Senin güzelliğin onun düştüğü kuyu gibi derin bir kuyu, alır götürür bakanları
derinlere… Bakışlarıyla oraya düşenin bataklığa dönüşü olmaz. Ne mutlu seni
kalbine düşürene, kalbinin derinliklerinde senin sevgini bulana. Ne mutlu senin
güzelliğinin ve insanı huzura götüren o engin sevgi ve hoşgörü deryana
dalabilene. Ne mutlu kalbine sen düşene ve daha da önemlisi senin kalbine
düşebilene ne mutlu...
Molla cami der ki; ‘Üç zümreye üç şey çirkin düşer;
padişahlara sertlik, âlimlere mal sevdası ve zenginlere cimrilik’ Ey yüce
Allah’ın kutlu elçisi! Ey âlemlere rahmet olarak gönderilen gül yüzlü sevgili
sultanım! Sen ki; insanların en şereflisi peygamberim! Biliriz ki; sende bu üç
çirkin özelliğin hiç biri yoktur. Biliriz ki; sözü en yumuşak söyleyen sendin.

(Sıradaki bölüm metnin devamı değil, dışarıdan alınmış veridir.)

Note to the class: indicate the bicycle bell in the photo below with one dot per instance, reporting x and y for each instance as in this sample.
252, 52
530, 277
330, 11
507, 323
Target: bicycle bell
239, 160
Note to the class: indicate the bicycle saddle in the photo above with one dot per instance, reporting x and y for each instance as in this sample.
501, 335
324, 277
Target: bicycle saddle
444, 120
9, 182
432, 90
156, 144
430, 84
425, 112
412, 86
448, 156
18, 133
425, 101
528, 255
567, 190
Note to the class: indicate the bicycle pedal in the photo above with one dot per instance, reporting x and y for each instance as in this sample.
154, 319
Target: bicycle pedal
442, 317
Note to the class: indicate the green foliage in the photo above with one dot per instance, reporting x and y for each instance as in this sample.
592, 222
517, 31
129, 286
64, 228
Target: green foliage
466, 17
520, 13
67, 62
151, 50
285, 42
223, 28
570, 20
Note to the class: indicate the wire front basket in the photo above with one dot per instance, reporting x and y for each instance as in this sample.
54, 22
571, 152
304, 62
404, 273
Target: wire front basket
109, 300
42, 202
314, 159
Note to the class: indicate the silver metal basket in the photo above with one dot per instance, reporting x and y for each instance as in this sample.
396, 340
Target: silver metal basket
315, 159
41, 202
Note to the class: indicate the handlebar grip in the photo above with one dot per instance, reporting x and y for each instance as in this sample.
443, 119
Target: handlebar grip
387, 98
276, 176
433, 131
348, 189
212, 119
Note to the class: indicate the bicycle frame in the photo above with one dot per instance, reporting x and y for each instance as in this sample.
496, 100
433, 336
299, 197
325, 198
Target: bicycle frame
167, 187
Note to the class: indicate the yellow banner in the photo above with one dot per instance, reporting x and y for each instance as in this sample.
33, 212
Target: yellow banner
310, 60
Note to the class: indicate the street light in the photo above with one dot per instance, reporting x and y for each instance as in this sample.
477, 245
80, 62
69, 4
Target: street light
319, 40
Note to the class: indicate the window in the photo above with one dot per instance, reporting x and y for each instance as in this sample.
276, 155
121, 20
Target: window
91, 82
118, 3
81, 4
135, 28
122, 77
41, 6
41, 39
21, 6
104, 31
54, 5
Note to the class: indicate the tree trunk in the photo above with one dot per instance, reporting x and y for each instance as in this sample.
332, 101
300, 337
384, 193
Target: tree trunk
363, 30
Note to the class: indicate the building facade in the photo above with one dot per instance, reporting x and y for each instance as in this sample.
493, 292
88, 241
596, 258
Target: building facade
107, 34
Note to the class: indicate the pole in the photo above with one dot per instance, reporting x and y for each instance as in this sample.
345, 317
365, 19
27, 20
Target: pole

İsteseydin çok mal biriktirebilecek iken, sen elindekini hep başkalarına vererek
bazı zamanlar kendisi aç kalandın.
Bizler ki; seni örnek almaya çalıyoruz. Bizler ki; senin
rehberliğine muhtacız. Bizler ki; senin yolundayız. Varsın birileri hakkımızda
hep kötü konuşsun. Senin rehberliğine ters düşmeyen konularda biz onlara uymadan,
eleştirmelerine aldırmadan doğru bildiğimiz ve haklı olduğumuz şeyleri
savunmaya devam ediyoruz.
Haklı olduğum konularda doğruyu yapma ve söyle konusunda
mücadeleden asla korkmamaya çalışıyorum. Böyle yaptığımı gören haksızlık
yanlıları ve boş ver neme lazım diyenler; bu dünyayı sen mi kurtaracaksın
diyorlar. Dünyayı kurtaramam belki, ama hacca giden karınca misali, hiç olmasa
bu yolda ölürüm. Biliyorum ki; atın iyisine doru, yiğidin iyisine deli
diyorlar. Dünyada faydalı işler yapmak için çaba sarf eden, faydalı eserler
bırakmak isteyen birçok iyi insanın değerli biriydi diye arkasından
söylüyorlar.
Biliriz ki; elinde diken yarası olmayan, burnuna gül kokusu
süremez. Biliriz ki; bizden önceki iyi kulların, senin ve ümmetinin çektiği
cefayı çekmeden ölenler ahir hayatında öyle kolayca cennete giremez.
‘Aşk sandığın kadar değil; sevdiğinin uğruna yandığın
kadardır’ diyen Mevlana’nın dediği gibi yüce rabbim senin uğruna yanarak mum
gibi erimeyi ve erirken de cenneti aladaki liva-ül hamd sancağı altında
dirilerek gölgelenmeyi rabbim bizlere nasip etsin. Kevser havuzunun başında
beraber bulunarak mübarek suyundan içebilmeyi nasip etsin.